For more experienced pfSense users, we have included a copy of the .xml backup from a correctly configured example firewall (SG-2440) in install_files/network_firewall/pfsense_full_backup.xml. Note that this file has been edited by hand to remove potentially sensitive information (admin password hashes and the test server’s TLS private key, among other things, were replaced with REDACTED), so you probably won’t be able to import it directly (we haven’t tried). The main sections of the file that you should be interested in are interfaces, filter (the firewall rules), and aliases (necessary to parse the firewall rules).

Example Screenshots

Here are some example screenshots of a working pfSense firewall configuration.

4 NICs Configuration

Firewall IP Aliases with OPT2 Firewall Port Aliases Firewall LAN Rules with OPT2 Firewall OPT1 Rules with OPT2 Firewall OPT2 Rules

3 NICs Configuration

Firewall IP Aliases Firewall Port Aliases Firewall LAN Rules Firewall OPT1 Rules

Once you’ve set up the firewall, exit the Unsafe Browser, and continue with the next step of the installation instructions.

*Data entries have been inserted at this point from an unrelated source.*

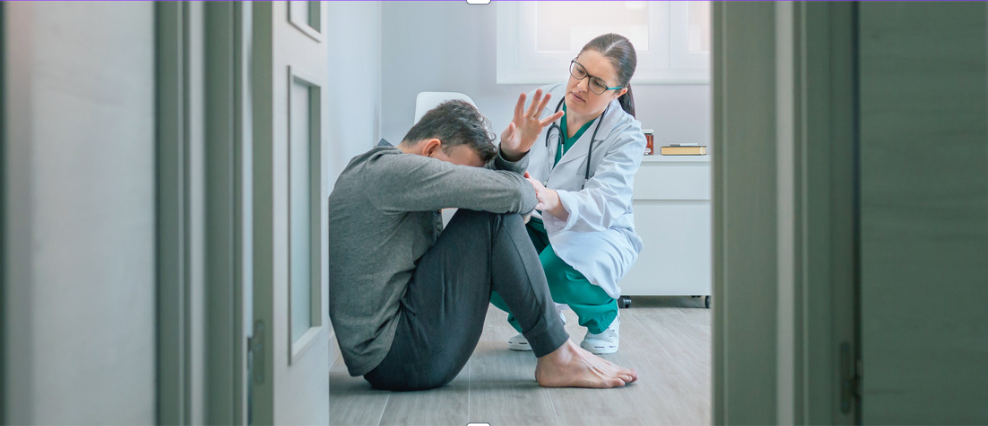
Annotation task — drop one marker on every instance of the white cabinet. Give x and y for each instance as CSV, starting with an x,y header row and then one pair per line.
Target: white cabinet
x,y
672,215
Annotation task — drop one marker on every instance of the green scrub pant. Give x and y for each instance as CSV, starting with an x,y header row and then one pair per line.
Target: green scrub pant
x,y
592,305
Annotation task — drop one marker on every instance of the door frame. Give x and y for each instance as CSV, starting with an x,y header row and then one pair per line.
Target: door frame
x,y
3,218
200,233
783,196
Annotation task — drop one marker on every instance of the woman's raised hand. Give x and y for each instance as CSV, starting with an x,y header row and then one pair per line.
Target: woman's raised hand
x,y
525,127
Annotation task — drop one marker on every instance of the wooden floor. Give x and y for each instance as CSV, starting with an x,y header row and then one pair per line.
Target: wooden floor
x,y
667,339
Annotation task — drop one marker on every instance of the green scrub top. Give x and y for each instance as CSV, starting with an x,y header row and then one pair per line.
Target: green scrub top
x,y
568,142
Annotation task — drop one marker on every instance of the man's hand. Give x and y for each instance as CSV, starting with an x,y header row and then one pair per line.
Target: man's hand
x,y
525,127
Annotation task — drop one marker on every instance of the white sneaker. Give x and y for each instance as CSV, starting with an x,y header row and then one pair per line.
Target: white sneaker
x,y
520,343
603,343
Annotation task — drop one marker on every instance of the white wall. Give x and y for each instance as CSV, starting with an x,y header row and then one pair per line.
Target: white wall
x,y
451,46
79,177
354,42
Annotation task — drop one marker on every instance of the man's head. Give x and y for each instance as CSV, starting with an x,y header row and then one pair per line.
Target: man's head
x,y
455,132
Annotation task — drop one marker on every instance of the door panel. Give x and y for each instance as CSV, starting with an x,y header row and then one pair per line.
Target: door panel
x,y
289,229
79,212
924,212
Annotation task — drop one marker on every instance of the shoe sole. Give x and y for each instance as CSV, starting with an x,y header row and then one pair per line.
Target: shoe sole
x,y
519,347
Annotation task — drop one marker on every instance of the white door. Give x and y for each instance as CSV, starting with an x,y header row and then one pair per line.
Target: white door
x,y
924,212
290,343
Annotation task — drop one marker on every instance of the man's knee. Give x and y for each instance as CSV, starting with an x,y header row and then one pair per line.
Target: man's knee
x,y
507,219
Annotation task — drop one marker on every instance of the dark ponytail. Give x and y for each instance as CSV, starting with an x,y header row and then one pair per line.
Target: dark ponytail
x,y
622,55
627,101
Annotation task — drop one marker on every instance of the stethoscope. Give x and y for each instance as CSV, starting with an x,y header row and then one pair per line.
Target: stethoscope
x,y
559,133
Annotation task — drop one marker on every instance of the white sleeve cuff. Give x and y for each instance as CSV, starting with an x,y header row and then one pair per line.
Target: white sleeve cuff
x,y
554,224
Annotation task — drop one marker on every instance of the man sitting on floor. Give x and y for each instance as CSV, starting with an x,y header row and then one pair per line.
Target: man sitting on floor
x,y
408,299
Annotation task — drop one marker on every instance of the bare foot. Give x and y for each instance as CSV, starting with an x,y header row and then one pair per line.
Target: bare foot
x,y
572,366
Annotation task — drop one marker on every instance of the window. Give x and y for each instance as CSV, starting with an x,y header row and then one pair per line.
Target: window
x,y
536,40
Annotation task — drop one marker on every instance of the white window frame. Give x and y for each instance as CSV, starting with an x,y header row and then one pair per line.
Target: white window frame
x,y
668,60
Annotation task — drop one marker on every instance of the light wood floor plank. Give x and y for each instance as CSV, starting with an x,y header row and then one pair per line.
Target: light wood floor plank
x,y
352,402
448,405
503,390
667,339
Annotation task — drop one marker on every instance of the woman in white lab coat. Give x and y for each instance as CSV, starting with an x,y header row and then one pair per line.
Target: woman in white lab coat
x,y
583,168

Keeping pfSense up to date

Periodically, the pfSense project maintainers release an update to the pfSense software running on your firewall. You will be notified by the appearance of bold red text saying “Update available” in the Version section of the “Status: Dashboard” page (the home page of the WebGUI).

Update available

If you see that an update is available, we recommend installing it. Most of these updates are for minor bugfixes, but occasionally they can contain important security fixes. If you are receiving support from Freedom of the Press Foundation, we will inform you when an important security update is available for your pfSense firewall. Alternatively, you can keep appraised of updates yourself by checking the pfSense Blog posts with the “releases” tag.

Note

Protip: Subscribe to the RSS feed.

To install the update, click the “click here” link next to “Update available”. We recommend checking the “perform full backup prior to upgrade” box in case something goes wrong. Click “Invoke auto upgrade”.

Invoke auto upgrade

You will see a blank page with a spinning progress indicator in the browser tab while pfSense performs the backup prior to upgrade. This typically takes a few minutes. Once that’s done, you will see a page with a progress bar at the top that will periodically update as the upgrade progresses. Wait for the upgrade to complete, which may take a while depending on the speed of your network.

Note

In a recent test, the progress page did not successfully update itself as the upgraded progressed. After waiting for some time, we refreshed the page and found that the upgrade had completed successfully. If your upgrade is taking longer than expected or not showing any progress, try refreshing the page.